The shell has a spinose periphery, with about twelve pointed and upturned spines on each whorl. The aperture is oblique and circular, with a nacreous interior, and the mature outer lip is greatly expanded. The shell surface has fine lamellar growth increments, and the spiral sculpture includes nodulose cords between the suture and the periphery. The base has spiral cords near the outer edge and around the umbilicus.

The operculum has numerous whorls and bears sharply projecting beads. McLean distinguished Bathyliotina glassi from other species of the genus by its long peripheral spines. He considered it most similar to Bathyliotina schepmani, but noted that B. schepmani is smaller, more elevated and has shorter peripheral spines.

== Distribution and habitat ==
This marine species is known from the western Pacific Ocean, off the Philippines. The type locality is the Bohol Strait, Philippines, at a depth of 90–180 m.
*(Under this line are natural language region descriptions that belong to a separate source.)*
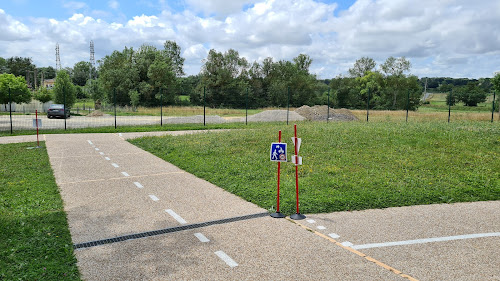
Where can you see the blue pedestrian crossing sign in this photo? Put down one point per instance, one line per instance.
(278, 152)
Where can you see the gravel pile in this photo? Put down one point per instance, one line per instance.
(320, 113)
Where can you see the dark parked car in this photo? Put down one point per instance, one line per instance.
(57, 110)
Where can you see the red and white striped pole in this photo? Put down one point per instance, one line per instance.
(36, 118)
(296, 141)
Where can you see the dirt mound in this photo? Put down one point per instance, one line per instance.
(320, 113)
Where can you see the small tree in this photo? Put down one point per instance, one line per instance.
(63, 86)
(450, 99)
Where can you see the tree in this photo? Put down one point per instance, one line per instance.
(361, 67)
(19, 92)
(471, 94)
(64, 91)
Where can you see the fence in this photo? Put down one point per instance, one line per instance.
(14, 117)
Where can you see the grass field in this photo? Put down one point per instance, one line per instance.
(35, 242)
(347, 166)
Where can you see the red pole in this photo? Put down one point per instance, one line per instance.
(279, 166)
(36, 118)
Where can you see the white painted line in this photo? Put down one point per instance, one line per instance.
(334, 235)
(176, 216)
(228, 260)
(201, 237)
(347, 244)
(427, 240)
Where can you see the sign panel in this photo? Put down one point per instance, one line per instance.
(278, 152)
(39, 123)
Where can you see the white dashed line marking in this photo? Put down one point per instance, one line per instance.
(427, 240)
(176, 216)
(347, 244)
(228, 260)
(201, 237)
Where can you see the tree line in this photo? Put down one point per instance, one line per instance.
(149, 76)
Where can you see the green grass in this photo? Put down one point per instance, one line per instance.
(347, 166)
(35, 243)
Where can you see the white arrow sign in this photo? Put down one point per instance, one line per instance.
(299, 141)
(294, 160)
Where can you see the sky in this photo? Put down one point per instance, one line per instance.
(445, 38)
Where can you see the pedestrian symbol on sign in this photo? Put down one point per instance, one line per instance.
(278, 152)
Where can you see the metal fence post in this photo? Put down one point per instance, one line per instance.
(204, 104)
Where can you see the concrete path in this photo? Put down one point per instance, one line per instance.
(114, 190)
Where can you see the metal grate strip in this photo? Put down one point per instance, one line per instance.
(164, 231)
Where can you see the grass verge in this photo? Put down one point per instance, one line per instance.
(35, 243)
(347, 166)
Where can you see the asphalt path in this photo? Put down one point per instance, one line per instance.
(114, 193)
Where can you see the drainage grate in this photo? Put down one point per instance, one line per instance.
(165, 230)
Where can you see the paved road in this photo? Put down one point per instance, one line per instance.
(112, 189)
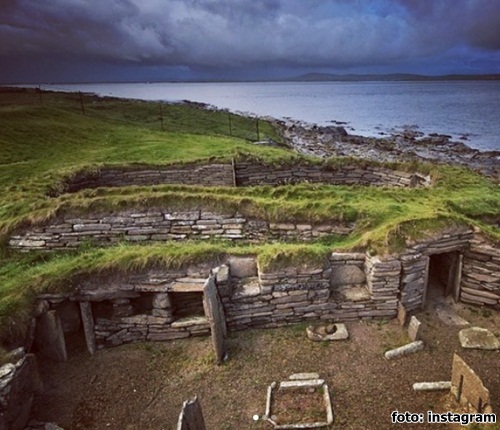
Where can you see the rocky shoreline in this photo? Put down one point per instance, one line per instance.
(407, 145)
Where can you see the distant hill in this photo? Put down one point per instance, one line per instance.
(312, 77)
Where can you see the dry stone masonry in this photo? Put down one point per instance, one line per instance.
(248, 174)
(238, 174)
(69, 232)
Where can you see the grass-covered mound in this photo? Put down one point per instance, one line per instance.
(46, 137)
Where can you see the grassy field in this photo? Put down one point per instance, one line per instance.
(46, 137)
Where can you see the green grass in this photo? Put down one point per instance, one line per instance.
(42, 143)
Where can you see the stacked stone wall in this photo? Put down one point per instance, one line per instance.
(248, 174)
(244, 174)
(69, 232)
(481, 274)
(415, 264)
(337, 290)
(210, 175)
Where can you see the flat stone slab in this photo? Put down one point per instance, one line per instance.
(310, 383)
(409, 348)
(303, 376)
(478, 338)
(189, 322)
(327, 332)
(446, 314)
(432, 386)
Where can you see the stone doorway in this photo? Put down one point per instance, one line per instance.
(444, 274)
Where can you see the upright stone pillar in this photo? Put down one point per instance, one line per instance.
(88, 325)
(49, 336)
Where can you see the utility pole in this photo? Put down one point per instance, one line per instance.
(161, 118)
(81, 102)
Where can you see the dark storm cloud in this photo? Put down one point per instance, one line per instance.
(240, 33)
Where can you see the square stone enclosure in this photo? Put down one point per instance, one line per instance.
(309, 386)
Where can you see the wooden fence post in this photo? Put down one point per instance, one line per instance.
(191, 416)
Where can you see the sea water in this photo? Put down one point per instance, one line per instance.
(466, 110)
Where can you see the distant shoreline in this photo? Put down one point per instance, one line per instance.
(308, 77)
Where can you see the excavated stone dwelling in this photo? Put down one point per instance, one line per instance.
(211, 298)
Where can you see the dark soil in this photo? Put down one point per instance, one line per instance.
(143, 386)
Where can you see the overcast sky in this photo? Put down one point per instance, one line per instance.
(141, 40)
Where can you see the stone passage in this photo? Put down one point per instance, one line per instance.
(481, 274)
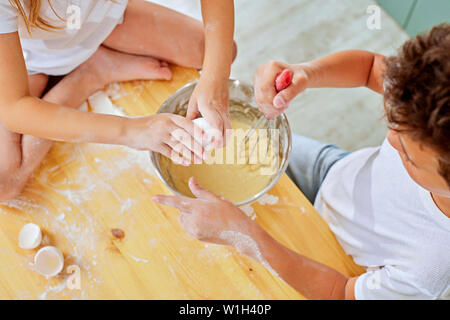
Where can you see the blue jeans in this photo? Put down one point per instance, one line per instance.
(310, 162)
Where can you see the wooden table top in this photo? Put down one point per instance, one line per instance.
(82, 191)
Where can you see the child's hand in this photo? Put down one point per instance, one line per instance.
(271, 102)
(210, 97)
(169, 134)
(207, 216)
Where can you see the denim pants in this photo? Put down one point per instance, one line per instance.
(310, 162)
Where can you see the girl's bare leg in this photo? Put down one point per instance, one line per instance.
(21, 155)
(152, 30)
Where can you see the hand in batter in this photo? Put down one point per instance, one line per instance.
(273, 97)
(208, 215)
(171, 135)
(210, 97)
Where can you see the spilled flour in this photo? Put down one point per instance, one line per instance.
(246, 245)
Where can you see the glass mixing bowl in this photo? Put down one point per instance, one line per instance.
(242, 93)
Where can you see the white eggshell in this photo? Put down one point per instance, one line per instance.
(49, 261)
(30, 236)
(202, 123)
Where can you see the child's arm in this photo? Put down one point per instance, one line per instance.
(210, 218)
(345, 69)
(210, 96)
(22, 113)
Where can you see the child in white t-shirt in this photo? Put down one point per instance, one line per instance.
(91, 44)
(389, 207)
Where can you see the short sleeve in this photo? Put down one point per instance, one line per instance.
(388, 283)
(8, 17)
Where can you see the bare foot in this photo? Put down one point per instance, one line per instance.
(106, 66)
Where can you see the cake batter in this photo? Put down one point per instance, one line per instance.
(235, 179)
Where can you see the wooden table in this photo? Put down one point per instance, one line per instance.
(82, 191)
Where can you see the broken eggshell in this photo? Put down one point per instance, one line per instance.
(49, 261)
(30, 236)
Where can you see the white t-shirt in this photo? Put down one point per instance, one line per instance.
(60, 51)
(388, 224)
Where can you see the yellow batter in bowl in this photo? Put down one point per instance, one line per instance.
(229, 172)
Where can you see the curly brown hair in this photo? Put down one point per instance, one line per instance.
(417, 91)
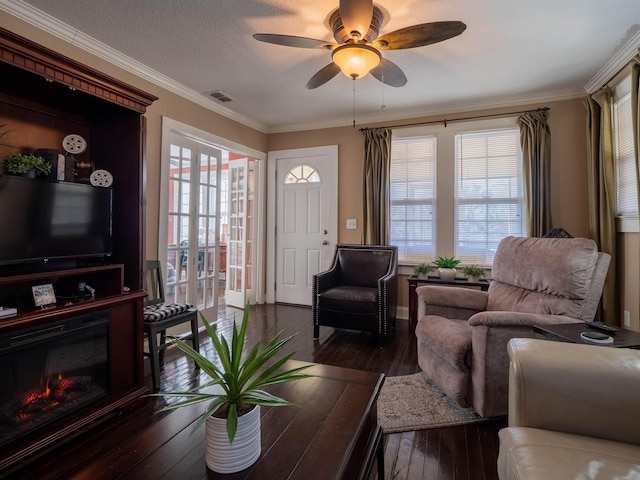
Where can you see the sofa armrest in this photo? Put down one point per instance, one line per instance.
(467, 298)
(327, 279)
(510, 319)
(582, 389)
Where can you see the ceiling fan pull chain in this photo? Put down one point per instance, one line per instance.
(382, 105)
(354, 103)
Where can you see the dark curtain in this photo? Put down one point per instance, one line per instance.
(377, 165)
(535, 140)
(602, 193)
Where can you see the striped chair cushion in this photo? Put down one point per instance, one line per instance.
(160, 311)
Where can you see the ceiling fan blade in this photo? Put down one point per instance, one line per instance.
(389, 73)
(419, 35)
(293, 41)
(323, 76)
(356, 15)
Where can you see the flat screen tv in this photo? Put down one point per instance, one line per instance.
(47, 221)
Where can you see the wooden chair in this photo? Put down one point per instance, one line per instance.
(160, 315)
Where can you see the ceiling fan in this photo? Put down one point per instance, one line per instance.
(355, 25)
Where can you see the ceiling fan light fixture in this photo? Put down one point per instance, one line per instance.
(355, 59)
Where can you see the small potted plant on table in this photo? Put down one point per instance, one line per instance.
(446, 267)
(474, 273)
(234, 394)
(422, 270)
(27, 165)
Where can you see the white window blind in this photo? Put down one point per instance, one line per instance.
(626, 186)
(412, 198)
(488, 193)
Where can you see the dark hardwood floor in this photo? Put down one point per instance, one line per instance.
(464, 452)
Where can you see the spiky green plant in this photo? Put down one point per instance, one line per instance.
(19, 163)
(241, 379)
(446, 262)
(474, 271)
(422, 269)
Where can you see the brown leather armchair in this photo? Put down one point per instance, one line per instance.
(359, 291)
(462, 334)
(573, 412)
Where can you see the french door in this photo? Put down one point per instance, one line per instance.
(240, 252)
(193, 223)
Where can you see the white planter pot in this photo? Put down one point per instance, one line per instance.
(447, 274)
(223, 457)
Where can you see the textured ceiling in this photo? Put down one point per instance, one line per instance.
(513, 52)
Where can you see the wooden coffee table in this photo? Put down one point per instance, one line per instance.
(331, 432)
(570, 332)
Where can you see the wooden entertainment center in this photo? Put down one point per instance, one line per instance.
(45, 97)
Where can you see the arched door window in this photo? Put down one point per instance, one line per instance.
(302, 174)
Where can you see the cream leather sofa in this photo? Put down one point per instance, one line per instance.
(574, 412)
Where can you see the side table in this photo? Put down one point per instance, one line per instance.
(570, 332)
(415, 281)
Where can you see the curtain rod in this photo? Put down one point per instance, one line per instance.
(445, 121)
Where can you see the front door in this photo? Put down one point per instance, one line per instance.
(305, 204)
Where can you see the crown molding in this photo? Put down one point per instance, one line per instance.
(620, 60)
(444, 109)
(59, 29)
(55, 27)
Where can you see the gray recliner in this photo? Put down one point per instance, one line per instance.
(462, 334)
(359, 291)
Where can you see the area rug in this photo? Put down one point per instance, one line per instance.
(414, 402)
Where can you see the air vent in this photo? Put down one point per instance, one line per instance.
(220, 96)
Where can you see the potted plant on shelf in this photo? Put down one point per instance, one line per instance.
(234, 394)
(422, 270)
(474, 273)
(27, 165)
(446, 267)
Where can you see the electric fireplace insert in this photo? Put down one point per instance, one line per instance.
(51, 370)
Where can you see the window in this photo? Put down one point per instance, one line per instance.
(488, 193)
(455, 190)
(412, 198)
(625, 167)
(302, 174)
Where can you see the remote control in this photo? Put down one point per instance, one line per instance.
(596, 337)
(602, 326)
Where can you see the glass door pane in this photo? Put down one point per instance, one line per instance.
(193, 222)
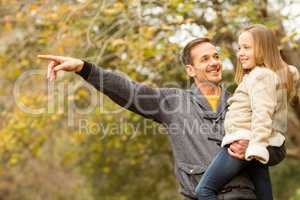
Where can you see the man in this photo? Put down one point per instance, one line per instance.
(193, 118)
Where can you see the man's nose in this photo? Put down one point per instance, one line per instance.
(214, 61)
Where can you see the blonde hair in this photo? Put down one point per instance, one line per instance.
(267, 55)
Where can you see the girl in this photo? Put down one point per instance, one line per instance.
(256, 113)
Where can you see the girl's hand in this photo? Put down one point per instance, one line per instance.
(238, 149)
(58, 63)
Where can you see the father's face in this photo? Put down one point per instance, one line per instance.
(206, 66)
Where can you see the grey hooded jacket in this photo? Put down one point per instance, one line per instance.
(194, 130)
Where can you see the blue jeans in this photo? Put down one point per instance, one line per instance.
(224, 167)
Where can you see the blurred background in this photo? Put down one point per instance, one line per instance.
(49, 150)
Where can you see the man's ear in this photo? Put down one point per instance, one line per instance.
(190, 70)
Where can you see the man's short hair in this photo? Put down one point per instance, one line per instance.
(186, 53)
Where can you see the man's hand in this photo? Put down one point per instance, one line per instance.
(57, 63)
(238, 148)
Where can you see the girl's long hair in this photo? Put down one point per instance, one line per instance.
(267, 55)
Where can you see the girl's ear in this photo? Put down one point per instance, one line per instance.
(190, 70)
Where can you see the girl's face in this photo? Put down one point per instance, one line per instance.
(246, 51)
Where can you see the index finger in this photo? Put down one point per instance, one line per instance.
(51, 57)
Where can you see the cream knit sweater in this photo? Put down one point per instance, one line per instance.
(258, 112)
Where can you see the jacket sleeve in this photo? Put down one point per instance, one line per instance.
(133, 96)
(263, 100)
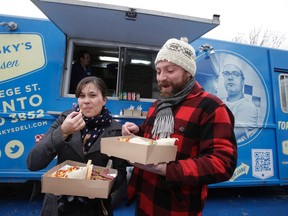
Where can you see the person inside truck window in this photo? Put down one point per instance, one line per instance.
(76, 135)
(204, 128)
(245, 112)
(80, 69)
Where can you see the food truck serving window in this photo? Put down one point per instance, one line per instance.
(123, 68)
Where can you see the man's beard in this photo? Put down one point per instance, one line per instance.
(175, 87)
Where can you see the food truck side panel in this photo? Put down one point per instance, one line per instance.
(262, 158)
(31, 65)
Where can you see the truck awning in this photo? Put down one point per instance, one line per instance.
(95, 21)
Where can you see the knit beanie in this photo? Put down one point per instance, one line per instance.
(180, 53)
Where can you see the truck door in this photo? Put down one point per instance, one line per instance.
(280, 86)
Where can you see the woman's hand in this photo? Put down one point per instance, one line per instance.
(129, 128)
(73, 123)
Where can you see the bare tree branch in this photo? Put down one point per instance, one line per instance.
(266, 38)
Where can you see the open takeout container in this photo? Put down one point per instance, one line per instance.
(140, 153)
(77, 187)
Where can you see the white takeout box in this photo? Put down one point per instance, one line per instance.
(140, 153)
(76, 187)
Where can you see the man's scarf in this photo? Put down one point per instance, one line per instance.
(164, 122)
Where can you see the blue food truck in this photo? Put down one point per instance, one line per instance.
(36, 58)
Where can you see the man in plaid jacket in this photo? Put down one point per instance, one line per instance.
(203, 126)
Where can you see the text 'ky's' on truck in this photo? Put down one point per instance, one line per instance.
(36, 57)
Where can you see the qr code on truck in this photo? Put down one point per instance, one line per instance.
(262, 163)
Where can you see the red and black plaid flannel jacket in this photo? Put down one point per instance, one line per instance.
(207, 153)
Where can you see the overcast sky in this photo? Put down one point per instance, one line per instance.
(235, 18)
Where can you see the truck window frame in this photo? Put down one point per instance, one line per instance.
(124, 53)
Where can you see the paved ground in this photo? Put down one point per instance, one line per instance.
(256, 201)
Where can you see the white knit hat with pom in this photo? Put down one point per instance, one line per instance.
(180, 53)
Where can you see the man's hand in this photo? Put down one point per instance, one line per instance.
(159, 169)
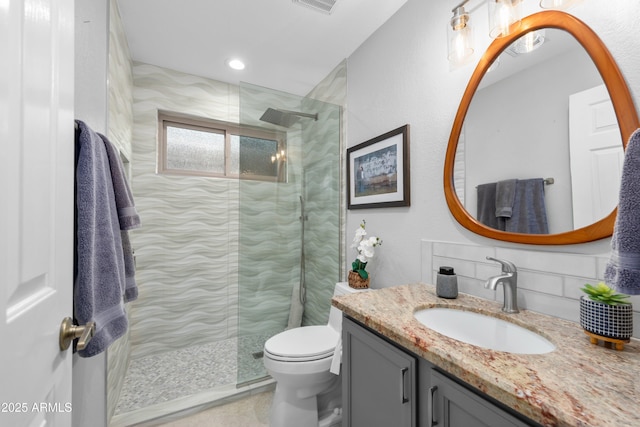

Additional material examined by McLean came from several Philippine localities, including off Mindoro, Luzon and Leyte, with some specimens recorded from depths of about 192–220 m and 208 m.

== Type material ==
The type series consisted of five specimens. The holotype, catalogued as LACM 2298, was deposited in the Natural History Museum of Los Angeles County. Paratypes were deposited in the same museum, the National Museum of Natural History in Washington, D.C., and the Australian Museum in Sydney.